A Radio Marte nel corso della trasmissione “Si gonfia la rete” di Raffaele Auriemma è intervenuto Andrea Carnevale, osservatore dell’Udinese.

“Il calcio di prima era molto più leale. In un Napoli-Roma noi avevamo una semifinale, mi marcava Manfredonia che voleva sempre vincere. Chiaramente era irruento su di me e su Careca, io gli feci notare che avevamo una semifinale e gli spaccai il sopracciglio con una gomitata. Lui però era anche maschio e mi disse di non preoccuparmi. Maradona lo marcavano in tre, c’era la tripla marcatura. Quando lo menavano lui abbracciava l’avversario. Diego era molto corretto. Rigori? Devono essere evidenti, la tecnologia serve ma per alcune cose non mi ci trovo. Dalla Coppa UEFA io uscii tumefatto ma il gioco era maschio.

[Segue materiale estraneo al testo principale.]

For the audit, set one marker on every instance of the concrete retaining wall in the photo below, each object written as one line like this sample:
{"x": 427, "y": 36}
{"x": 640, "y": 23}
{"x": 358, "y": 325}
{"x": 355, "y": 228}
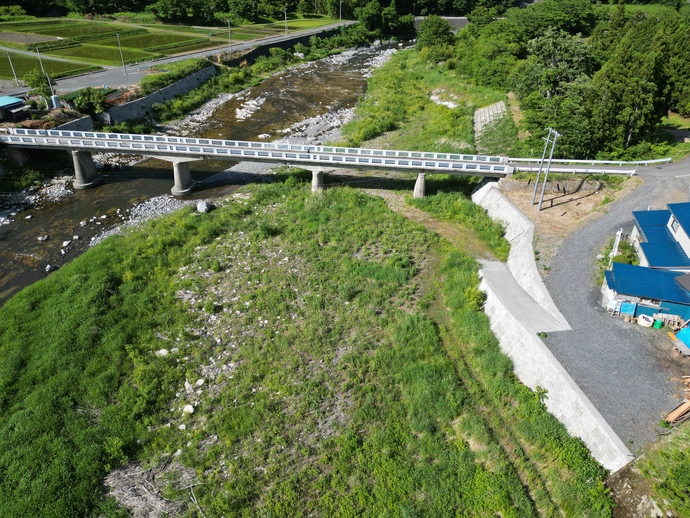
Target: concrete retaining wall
{"x": 141, "y": 108}
{"x": 535, "y": 366}
{"x": 83, "y": 124}
{"x": 520, "y": 233}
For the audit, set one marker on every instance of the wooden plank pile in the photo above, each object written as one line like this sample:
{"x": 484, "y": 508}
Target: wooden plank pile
{"x": 682, "y": 411}
{"x": 675, "y": 322}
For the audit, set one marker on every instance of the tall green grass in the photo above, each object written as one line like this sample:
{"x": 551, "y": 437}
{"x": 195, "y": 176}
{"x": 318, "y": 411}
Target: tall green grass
{"x": 456, "y": 207}
{"x": 339, "y": 395}
{"x": 399, "y": 97}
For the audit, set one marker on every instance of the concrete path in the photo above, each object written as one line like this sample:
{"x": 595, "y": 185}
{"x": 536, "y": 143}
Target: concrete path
{"x": 624, "y": 369}
{"x": 516, "y": 300}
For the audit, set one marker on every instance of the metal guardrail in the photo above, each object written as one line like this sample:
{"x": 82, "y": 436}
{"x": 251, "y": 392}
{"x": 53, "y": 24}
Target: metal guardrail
{"x": 619, "y": 163}
{"x": 576, "y": 170}
{"x": 258, "y": 151}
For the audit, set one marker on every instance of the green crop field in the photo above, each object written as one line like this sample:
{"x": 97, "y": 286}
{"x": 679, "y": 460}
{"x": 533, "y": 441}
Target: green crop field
{"x": 141, "y": 41}
{"x": 71, "y": 30}
{"x": 25, "y": 64}
{"x": 101, "y": 54}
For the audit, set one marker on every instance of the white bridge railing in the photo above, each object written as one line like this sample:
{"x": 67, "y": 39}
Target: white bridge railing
{"x": 169, "y": 146}
{"x": 161, "y": 145}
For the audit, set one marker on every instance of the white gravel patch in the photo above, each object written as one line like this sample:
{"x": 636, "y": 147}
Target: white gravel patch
{"x": 145, "y": 211}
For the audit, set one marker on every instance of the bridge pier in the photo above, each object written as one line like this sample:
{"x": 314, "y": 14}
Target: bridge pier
{"x": 317, "y": 181}
{"x": 184, "y": 184}
{"x": 85, "y": 174}
{"x": 420, "y": 186}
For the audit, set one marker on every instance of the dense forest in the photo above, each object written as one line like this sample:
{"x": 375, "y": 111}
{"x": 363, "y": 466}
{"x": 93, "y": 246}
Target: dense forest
{"x": 602, "y": 76}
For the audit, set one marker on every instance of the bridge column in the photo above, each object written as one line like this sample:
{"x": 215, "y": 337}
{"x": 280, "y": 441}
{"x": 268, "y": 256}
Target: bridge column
{"x": 85, "y": 174}
{"x": 420, "y": 186}
{"x": 317, "y": 182}
{"x": 183, "y": 179}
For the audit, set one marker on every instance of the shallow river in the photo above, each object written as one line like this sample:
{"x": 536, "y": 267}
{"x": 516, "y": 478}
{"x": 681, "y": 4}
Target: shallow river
{"x": 265, "y": 112}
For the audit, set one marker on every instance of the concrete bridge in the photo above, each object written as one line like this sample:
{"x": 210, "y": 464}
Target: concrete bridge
{"x": 181, "y": 150}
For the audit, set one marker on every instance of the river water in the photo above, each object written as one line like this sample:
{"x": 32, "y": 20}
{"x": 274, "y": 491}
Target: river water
{"x": 320, "y": 91}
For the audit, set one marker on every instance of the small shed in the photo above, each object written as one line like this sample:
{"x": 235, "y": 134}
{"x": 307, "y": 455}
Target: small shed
{"x": 9, "y": 107}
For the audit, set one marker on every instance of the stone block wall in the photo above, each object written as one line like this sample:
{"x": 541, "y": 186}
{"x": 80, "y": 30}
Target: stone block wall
{"x": 536, "y": 366}
{"x": 520, "y": 234}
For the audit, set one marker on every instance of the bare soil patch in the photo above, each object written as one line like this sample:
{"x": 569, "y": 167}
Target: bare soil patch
{"x": 566, "y": 207}
{"x": 517, "y": 115}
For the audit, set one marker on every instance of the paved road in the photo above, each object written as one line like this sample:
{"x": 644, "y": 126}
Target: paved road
{"x": 116, "y": 77}
{"x": 624, "y": 369}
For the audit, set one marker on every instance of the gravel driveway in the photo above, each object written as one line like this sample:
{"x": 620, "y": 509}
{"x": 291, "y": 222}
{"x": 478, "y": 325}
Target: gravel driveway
{"x": 624, "y": 369}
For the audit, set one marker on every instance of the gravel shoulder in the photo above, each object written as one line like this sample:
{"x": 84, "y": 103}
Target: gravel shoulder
{"x": 626, "y": 371}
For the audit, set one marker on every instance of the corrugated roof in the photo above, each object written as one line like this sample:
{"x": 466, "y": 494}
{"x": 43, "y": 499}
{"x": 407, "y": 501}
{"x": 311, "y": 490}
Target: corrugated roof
{"x": 652, "y": 217}
{"x": 663, "y": 251}
{"x": 650, "y": 221}
{"x": 638, "y": 281}
{"x": 660, "y": 247}
{"x": 6, "y": 101}
{"x": 684, "y": 280}
{"x": 682, "y": 213}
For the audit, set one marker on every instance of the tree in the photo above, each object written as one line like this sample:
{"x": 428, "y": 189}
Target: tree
{"x": 559, "y": 59}
{"x": 90, "y": 101}
{"x": 434, "y": 31}
{"x": 630, "y": 99}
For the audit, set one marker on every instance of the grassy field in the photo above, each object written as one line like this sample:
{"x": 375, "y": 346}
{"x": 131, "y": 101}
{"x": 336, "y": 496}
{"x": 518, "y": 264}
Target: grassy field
{"x": 160, "y": 40}
{"x": 347, "y": 370}
{"x": 24, "y": 64}
{"x": 99, "y": 54}
{"x": 398, "y": 104}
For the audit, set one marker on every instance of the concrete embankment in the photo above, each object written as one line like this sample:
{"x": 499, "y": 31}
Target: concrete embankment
{"x": 519, "y": 307}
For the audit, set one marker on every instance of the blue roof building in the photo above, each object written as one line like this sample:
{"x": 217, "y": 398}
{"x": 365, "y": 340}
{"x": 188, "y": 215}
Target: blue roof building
{"x": 661, "y": 237}
{"x": 650, "y": 291}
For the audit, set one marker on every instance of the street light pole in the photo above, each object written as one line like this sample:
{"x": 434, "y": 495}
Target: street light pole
{"x": 229, "y": 37}
{"x": 548, "y": 165}
{"x": 122, "y": 57}
{"x": 40, "y": 60}
{"x": 16, "y": 81}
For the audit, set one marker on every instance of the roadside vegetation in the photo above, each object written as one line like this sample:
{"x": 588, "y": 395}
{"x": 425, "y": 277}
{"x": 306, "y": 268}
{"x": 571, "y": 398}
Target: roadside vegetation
{"x": 334, "y": 382}
{"x": 665, "y": 466}
{"x": 588, "y": 72}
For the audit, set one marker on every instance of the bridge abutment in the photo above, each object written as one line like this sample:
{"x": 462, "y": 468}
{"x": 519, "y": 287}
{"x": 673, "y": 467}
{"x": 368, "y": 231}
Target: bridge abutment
{"x": 85, "y": 174}
{"x": 420, "y": 186}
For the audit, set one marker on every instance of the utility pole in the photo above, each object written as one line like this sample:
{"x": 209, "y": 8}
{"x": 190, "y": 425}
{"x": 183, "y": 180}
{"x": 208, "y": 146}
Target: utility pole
{"x": 122, "y": 57}
{"x": 555, "y": 134}
{"x": 541, "y": 164}
{"x": 16, "y": 81}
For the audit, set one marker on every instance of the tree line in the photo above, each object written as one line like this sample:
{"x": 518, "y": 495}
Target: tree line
{"x": 602, "y": 78}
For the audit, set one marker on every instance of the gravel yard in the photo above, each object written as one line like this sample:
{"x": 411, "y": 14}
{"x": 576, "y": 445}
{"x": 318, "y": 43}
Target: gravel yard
{"x": 627, "y": 371}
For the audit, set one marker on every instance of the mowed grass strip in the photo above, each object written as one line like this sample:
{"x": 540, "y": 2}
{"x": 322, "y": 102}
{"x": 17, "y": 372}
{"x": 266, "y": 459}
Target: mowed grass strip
{"x": 24, "y": 64}
{"x": 327, "y": 390}
{"x": 141, "y": 41}
{"x": 100, "y": 54}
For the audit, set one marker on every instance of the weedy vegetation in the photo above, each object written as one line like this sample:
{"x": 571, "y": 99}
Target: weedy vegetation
{"x": 320, "y": 382}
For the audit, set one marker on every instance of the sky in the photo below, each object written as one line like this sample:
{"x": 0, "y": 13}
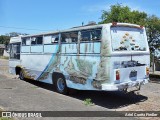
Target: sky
{"x": 37, "y": 16}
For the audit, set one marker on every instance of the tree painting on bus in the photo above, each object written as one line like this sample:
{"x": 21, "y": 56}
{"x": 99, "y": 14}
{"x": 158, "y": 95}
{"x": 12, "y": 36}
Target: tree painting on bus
{"x": 101, "y": 57}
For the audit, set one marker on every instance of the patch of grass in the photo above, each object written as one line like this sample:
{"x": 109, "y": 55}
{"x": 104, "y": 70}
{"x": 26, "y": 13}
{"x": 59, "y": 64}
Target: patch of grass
{"x": 4, "y": 57}
{"x": 34, "y": 87}
{"x": 88, "y": 102}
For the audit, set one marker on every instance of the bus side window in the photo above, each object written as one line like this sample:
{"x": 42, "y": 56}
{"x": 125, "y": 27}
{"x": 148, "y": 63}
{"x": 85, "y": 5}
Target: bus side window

Udinese? Non hanno ancora deciso il tecnico, deciderà il presidente. Penso che il presidente deciderà a ore o a gironi. De Paul ambito? Mi fa piacere, io sono un po’ il responsabile degli osservatori. Il ragazzo lo avevo visto prima che andasse al Valencia, ritornò in Argentina e siamo stati bravi a riprenderlo. Sono bastati 3-4 anni ed è diventato un giocatore straordinario. La prima volta che l’abbiamo visto giocava attaccante esterno a sinistra, tipo Insigne. Nel tempo Nicola lo ha messo mezzala e li ha fatto grandi campionati. L’Argentina lo fa giocare mediano basso. Diciamo che può fare tutto ed è diventato molto fisico.
Napoli sempre interessato a De Paul? Non lo so, il presidente non mi dice mai nulla. So che ci sono diverse squadre, lo vogliono un po’ tutti. Il mio pensiero è che lui sceglierà la squadra, ha una serie di richieste e vedremo se andrà in Italia o all’estero”.